The footnote in the Mormon edition of the King James Bibles makes the following claim which I found quite compelling:
16a The Greek (Septuagint) has “ships of the sea.” The Hebrew has “ships of Tarshish.” The Book of Mormon has both, showing that the brass plates had lost neither phrase.
For those unfamiliar with Mormon doctrine and the Book of Mormon, the Book of Mormon extensively quotes from the book of Isaiah in the Bible and is almost word for word identical to the King James version. The Book of Mormon states that the passages come from plates of brass that Nephi stole from their Jewish caretaker in Jerusalem prior to leaving for the promised land. Therefore, one would expect it to be a close to the original writings of Isaiah. This verse seems like evidence that the Book of Mormon preserved an obscure phrase that was dropped over the years as a result of translation or transcribing or something.

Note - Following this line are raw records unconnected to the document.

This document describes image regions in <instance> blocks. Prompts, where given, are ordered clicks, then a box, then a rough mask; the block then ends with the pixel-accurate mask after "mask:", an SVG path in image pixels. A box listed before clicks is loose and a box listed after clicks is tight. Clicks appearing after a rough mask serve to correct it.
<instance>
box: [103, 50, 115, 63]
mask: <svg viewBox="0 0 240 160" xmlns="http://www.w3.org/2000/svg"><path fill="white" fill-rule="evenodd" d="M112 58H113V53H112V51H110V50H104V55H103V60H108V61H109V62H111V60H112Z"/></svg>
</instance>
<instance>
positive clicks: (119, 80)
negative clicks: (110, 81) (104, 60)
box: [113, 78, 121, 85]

If Joseph Smith were plagiarizing the Bible, the how in the world could he have known to add back in that phrase that the Septuagint had, but was missing from his edition of the Bible? He couldn't have, right? Surely an unschooled farm boy couldn't have done this.

That is the argument of the church's apologists and since it agrees with their preconceived conclusions they stop there and don't dig deeper.

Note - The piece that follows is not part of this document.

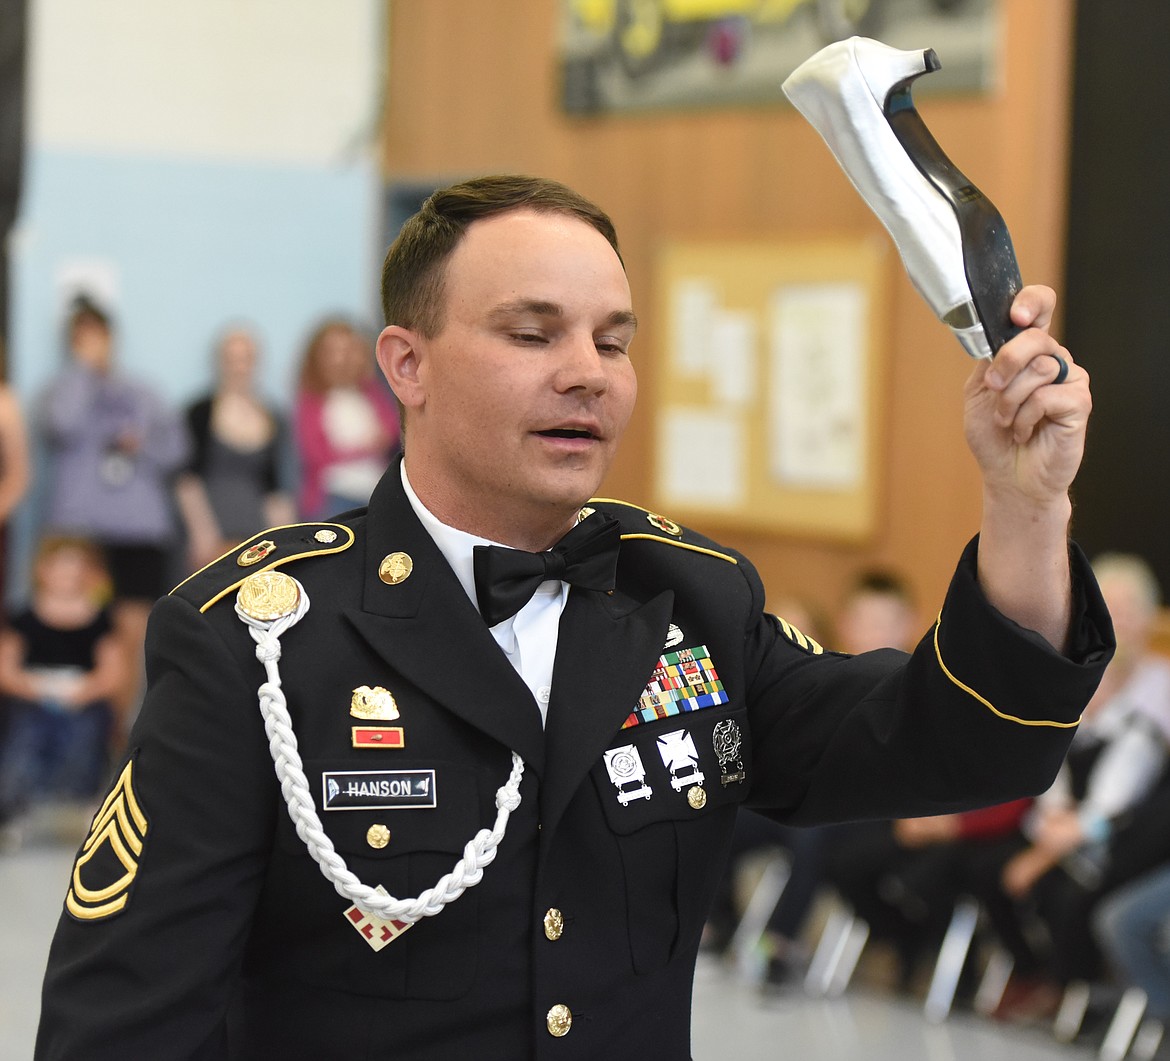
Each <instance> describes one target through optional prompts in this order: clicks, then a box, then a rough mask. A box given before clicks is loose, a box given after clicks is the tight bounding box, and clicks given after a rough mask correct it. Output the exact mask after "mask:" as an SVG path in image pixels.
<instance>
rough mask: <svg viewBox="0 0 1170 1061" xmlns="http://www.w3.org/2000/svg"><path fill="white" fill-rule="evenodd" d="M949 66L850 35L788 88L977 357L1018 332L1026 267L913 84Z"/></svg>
mask: <svg viewBox="0 0 1170 1061" xmlns="http://www.w3.org/2000/svg"><path fill="white" fill-rule="evenodd" d="M941 66H942V64H941V63H940V61H938V56H937V55H936V54H935V51H934V50H932V49H925V50H914V51H902V50H899V49H896V48H890V47H888V46H886V44H882V43H880V42H879V41H872V40H868V39H867V37H851V39H849V40H846V41H838V42H835V43H833V44H830V46H828V47H827V48H823V49H821V50H820V51H818V53H817V54H815V55H813V56H811V57H810V58H808V60H806V61H805V62H804V63H801V64H800V66H799V67H798V68H797V69H796V70H794V71H793V73H792V74H791V75H790V77H789V78H787V80H786V81H785V82H784V91H785V95H787V97H789V98H790V99H791V101H792V103H793V105H796V108H797V109H798V110H799V111H800V112H801V113H803V115H804V116H805V118H807V119H808V122H810V123H811V124H812V125H813V128H814V129H815V130H817V131H818V132H819V133H820V135H821V137H823V138H824V139H825V143H826V144H827V145H828V147H830V150H831V151H832V152H833V154H834V156H835V157H837V159H838V161H839V163H840V164H841V167H842V168H844V170H845V172H846V174H847V175H848V177H849V179H851V180H852V181H853V184H854V186H855V187H856V188H858V191H859V192H860V193H861V197H862V198H863V199H865V200H866V201H867V202H868V204H869V206H870V208H872V209H873V211H874V213H876V214H878V218H879V219H880V220H881V222H882V223H883V225H885V226H886V228H887V229H888V230H889V233H890V235H892V236H893V237H894V242H895V244H896V246H897V249H899V253H900V254H901V256H902V261H903V263H904V266H906V269H907V273H908V274H909V276H910V281H911V282H913V283H914V285H915V288H917V290H918V292H920V294H921V295H922V297H923V298H925V299H927V303H928V304H929V305H930V308H931V309H932V310H934V311H935V314H936V316H937V317H938V318H940V321H942V322H943V323H944V324H947V325H948V326H949V328H950V329H951V331H952V332H954V333H955V336H956V338H957V339H958V340H959V343H961V344H962V346H963V349H964V350H966V352H968V353H969V354H971V356H972V357H977V358H990V357H992V356H995V352H996V351H997V350H998V349H999V347H1000V346H1002V345H1003V344H1004V343H1005V342H1007V339H1010V338H1011V337H1012V336H1013V335H1016V333H1017V331H1018V329H1016V328H1014V325H1012V323H1011V318H1010V310H1011V304H1012V299H1013V298H1014V297H1016V294H1017V292H1018V291H1019V289H1020V287H1021V281H1020V275H1019V267H1018V264H1017V262H1016V253H1014V249H1013V247H1012V241H1011V236H1010V235H1009V232H1007V226H1006V223H1005V222H1004V219H1003V216H1002V215H1000V214H999V212H998V211H997V209H996V207H995V205H993V204H992V202H991V201H990V200H989V199H987V198H986V197H985V195H984V194H983V193H982V192H980V191H979V190H978V188H977V187H976V186H975V185H973V184H971V181H970V180H968V178H966V177H964V175H963V173H961V172H959V170H958V168H957V167H956V166H955V165H954V164H952V163H951V161H950V159H949V158H947V156H945V153H944V152H943V150H942V149H941V147H940V146H938V143H937V142H936V140H935V138H934V137H932V136H931V135H930V130H928V129H927V126H925V123H924V122H923V120H922V117H921V116H920V115H918V112H917V110H916V108H915V105H914V101H913V98H911V95H910V88H911V85H913V83H914V81H915V80H916V78H918V77H921V76H922V75H923V74H929V73H931V71H934V70H937V69H940V68H941Z"/></svg>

As with so many other things Mormon, the answer is quite simple. Click on the Book of Mormon link over on the web site and you'll find a single essay by David P. Wright that provides a pretty straightforward explanation. Many bible commentaries of the time correctly explained that "ships of Tarshish" was commonly translated as ships of the sea and the proper noun "Tarshish" was commonly rendered as "sea" by translators.

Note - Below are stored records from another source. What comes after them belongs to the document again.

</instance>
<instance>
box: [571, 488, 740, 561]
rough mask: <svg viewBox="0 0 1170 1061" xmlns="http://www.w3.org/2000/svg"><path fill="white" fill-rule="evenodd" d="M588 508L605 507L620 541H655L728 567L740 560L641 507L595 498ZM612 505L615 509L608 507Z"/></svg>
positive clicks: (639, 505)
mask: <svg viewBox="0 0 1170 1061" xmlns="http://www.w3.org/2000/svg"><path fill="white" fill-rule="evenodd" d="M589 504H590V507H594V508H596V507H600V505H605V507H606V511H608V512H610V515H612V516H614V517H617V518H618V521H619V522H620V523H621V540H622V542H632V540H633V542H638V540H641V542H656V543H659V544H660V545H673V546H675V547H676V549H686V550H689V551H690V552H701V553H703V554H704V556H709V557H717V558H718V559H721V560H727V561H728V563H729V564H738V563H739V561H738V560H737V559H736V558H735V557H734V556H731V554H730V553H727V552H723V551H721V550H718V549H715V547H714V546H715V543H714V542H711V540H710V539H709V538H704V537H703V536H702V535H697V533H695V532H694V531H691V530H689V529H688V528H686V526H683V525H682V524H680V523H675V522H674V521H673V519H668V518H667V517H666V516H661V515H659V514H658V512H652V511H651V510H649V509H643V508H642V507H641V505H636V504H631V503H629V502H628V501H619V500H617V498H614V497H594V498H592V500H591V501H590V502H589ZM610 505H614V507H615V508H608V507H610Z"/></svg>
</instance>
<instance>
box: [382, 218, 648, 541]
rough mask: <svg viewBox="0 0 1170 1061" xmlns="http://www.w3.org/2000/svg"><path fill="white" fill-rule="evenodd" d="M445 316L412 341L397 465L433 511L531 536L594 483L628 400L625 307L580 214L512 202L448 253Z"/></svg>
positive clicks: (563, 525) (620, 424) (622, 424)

To quote Wright's article:
The many pre-1829 editions of Thomas Scott's The Holy Bible Containing the Old and New Testaments (Philadelphia: 1810-12; New York: 1812-15; Boston: 1823-24, 1827) also cite Lowth's comment:
 [[   View the original source   ]] 'Ships of Tarshish signify in scripture, any trading or merchant ships: accordingly here the Septuagint render the words "ships of the sea," as our old English translation does: Ps. xlviii. 7.' (Lowth.)[16]
¶16 The appearance of this datum in so many printed sources indicates that it was not obscure, but relatively well-known. Joseph Smith could have learned about it from any one of these commentaries, or, as is far more likely, from sermons he heard or conversations he had on biblical subjects with those who might have known this particular Bible "fact." Smith may have come by this bit of information specifically via Methodist influence, since John Wesley's teachings provided the matrix for Methodism—a religion for which Smith had felt a passing affinity.
If I'd know this, I wouldn't have been at all impressed by his inserting a footnote into the proper text as if he was restoring an ancient text instead of merely repeating two redundant translations. Of course, I also didn't know that the Isaiah chapters quoted in the Book of Mormon are almost exactly the same chapters quoted in Ethan Smith's "View of the Hebrews" which appears to have contributed a significant number of ideas to the Book of Mormon.

In the end, this has been the pattern of my study of Mormonism. As a believing Mormon I came across items that seemed contradictory or troubling but put them on a shelf believing that they'd eventually be clarified or answered in the church's favor. But as I started studying non church sources I systematically discovered the lies, distortions, misrepresentations, half truths, and omissions of the church and found explanations for all the things that sat on my shelf of questions gathering dust. In the process I had to put some things on another shelf of things that seemed to support the church and that I didn't have an explanation for. That shelf was pretty bare and this is the last item left that I'm aware of. All my reading had taken care of everything else.

Remember, the truth has nothing to fear and distrust any person or organization that tries to limit your information.


solistics said...

Even more interesting is the fact that this particular portion of Isaiah is a specific form of poetry, with rhyming couplets.

The Septuagint and the KJV both have two lines, whereas the BoM has three--and there couldn't possibly have been three in the original, since then it wouldn't have been a rhyming couplet! (You can find a mention of this e.g. here:

Sister Mary Lisa said...

It's good to clean off shelves and dust them. Now it's time to find a pretty knick knack to place on the useless shelf, huh?

Cynthia E. Bagley said...

Thanks for the information. I missed your posts, too.